Mon, Jun 25, 2007 - Page 6 News List

Edinburgh reviews Lockerbie airline bomber's conviction

AFP , LONDON

A commission reviewing the conviction of a Libyan jailed after an airliner was bombed over Scotland in 1988, killing 270 people, is considering claims that police "reverse-engineered" evidence of his guilt, the Sunday Times reported.

Abdelbaset Ali Mohmed al-Megrahi, now 55, was convicted of blowing up US Pan Am Flight 103 on Dec. 21, 1988, over the town of Lockerbie, Scotland.

The Libyan agent was sentenced to jail for 27 years at a special court in the Netherlands in 2001.

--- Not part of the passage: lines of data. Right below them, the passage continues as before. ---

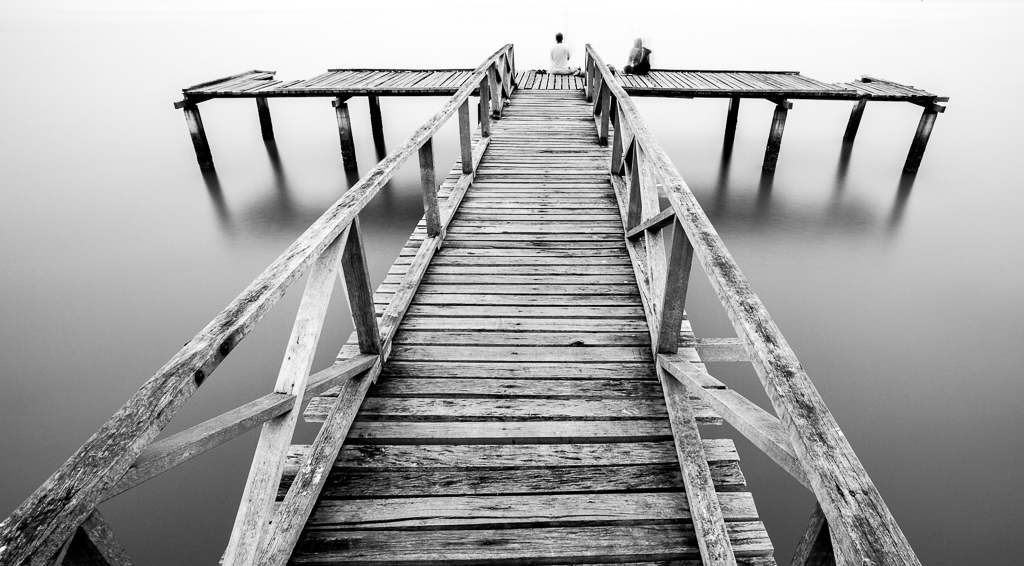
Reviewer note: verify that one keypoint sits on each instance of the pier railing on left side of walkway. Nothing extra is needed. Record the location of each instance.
(123, 452)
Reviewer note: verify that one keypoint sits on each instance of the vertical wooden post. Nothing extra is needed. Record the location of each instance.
(265, 125)
(854, 123)
(634, 210)
(485, 106)
(345, 133)
(496, 92)
(376, 122)
(616, 144)
(921, 139)
(359, 291)
(588, 83)
(431, 209)
(730, 122)
(775, 136)
(465, 137)
(677, 283)
(605, 95)
(195, 122)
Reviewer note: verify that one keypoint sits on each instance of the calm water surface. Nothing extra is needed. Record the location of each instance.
(902, 296)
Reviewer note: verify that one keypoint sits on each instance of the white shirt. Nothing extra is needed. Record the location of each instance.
(559, 57)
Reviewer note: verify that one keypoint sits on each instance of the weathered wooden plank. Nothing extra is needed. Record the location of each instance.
(523, 546)
(708, 516)
(579, 340)
(814, 548)
(347, 483)
(761, 428)
(541, 510)
(264, 475)
(510, 408)
(359, 291)
(862, 526)
(180, 447)
(291, 516)
(535, 432)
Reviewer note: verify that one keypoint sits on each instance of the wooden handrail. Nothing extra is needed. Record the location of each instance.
(69, 496)
(862, 528)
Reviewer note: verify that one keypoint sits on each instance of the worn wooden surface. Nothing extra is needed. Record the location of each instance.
(862, 527)
(519, 401)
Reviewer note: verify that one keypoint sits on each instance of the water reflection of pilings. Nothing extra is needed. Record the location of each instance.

The Scottish Criminal Cases Review Commission, which investigates potential miscarriages of justice, will publish a report on a three-year probe into his case on Thursday.

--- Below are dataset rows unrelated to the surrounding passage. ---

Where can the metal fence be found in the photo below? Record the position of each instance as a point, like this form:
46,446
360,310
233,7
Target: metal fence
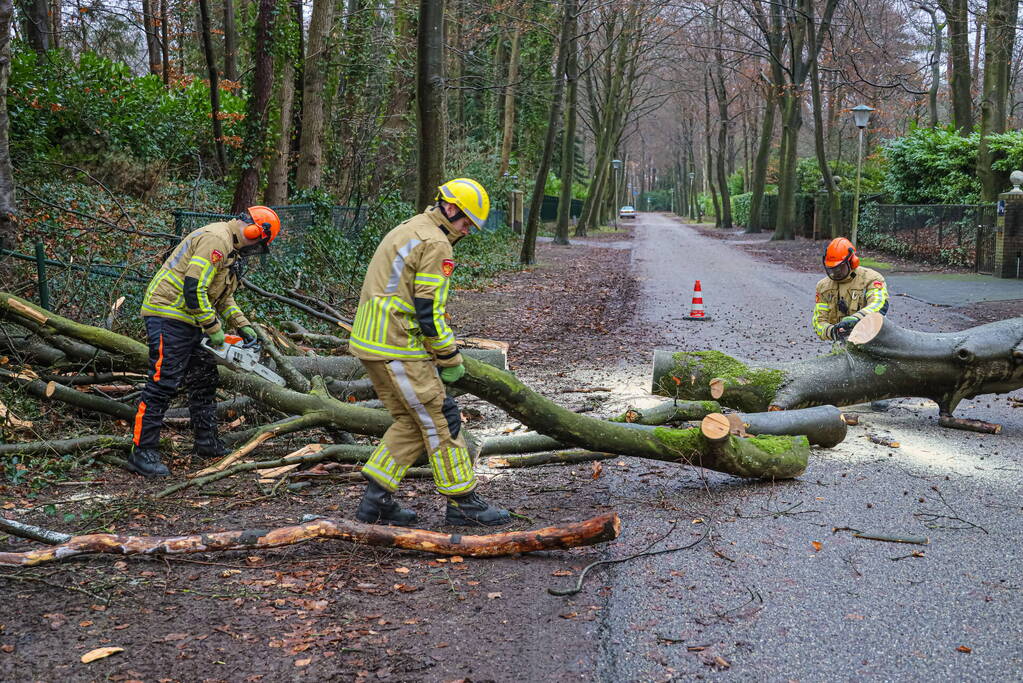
951,234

Quoting unnamed sources close to al-Megrahi's defense team, the paper said the commission was looking at a file claiming that evidence gathered at the scene was lost or destroyed before false evidence was presented to incriminate him.

The file claims the police probe into al-Megrahi had been "reverse-engineered" with evidence provided to match the allegation that he was guilty, the Sunday Times said.

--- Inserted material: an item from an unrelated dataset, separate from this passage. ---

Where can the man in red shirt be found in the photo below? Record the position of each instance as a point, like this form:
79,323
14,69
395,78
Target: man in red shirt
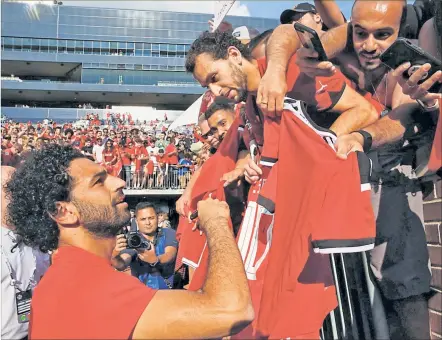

The report is also likely to include claims by al-Megrahi's lawyers that statements by a man who sold clothes that were later found wrapped around the bomb were withheld by prosecutors, it added.

These statements are believed to implicate a figure who is linked to the Iranian-backed group Popular Front for the Liberation of Palestine-General Command, the paper said.

The UK resumed diplomatic ties with Libya in 1999 after Libyan leader Muammar Qadhafi agreed to hand over al-Megrahi and another suspect, also a former intelligence officer, who was later cleared.

The commission has conducted a lengthy review into al-Megrahi's conviction.

It also has the option to either refuse his application or refer it to the Court of Appeal in Edinburgh, where it will be looked at again.

The commission's report runs to a total of 800 pages, but will not be made available to the public. A summary will, however, be published on the commission's Web site.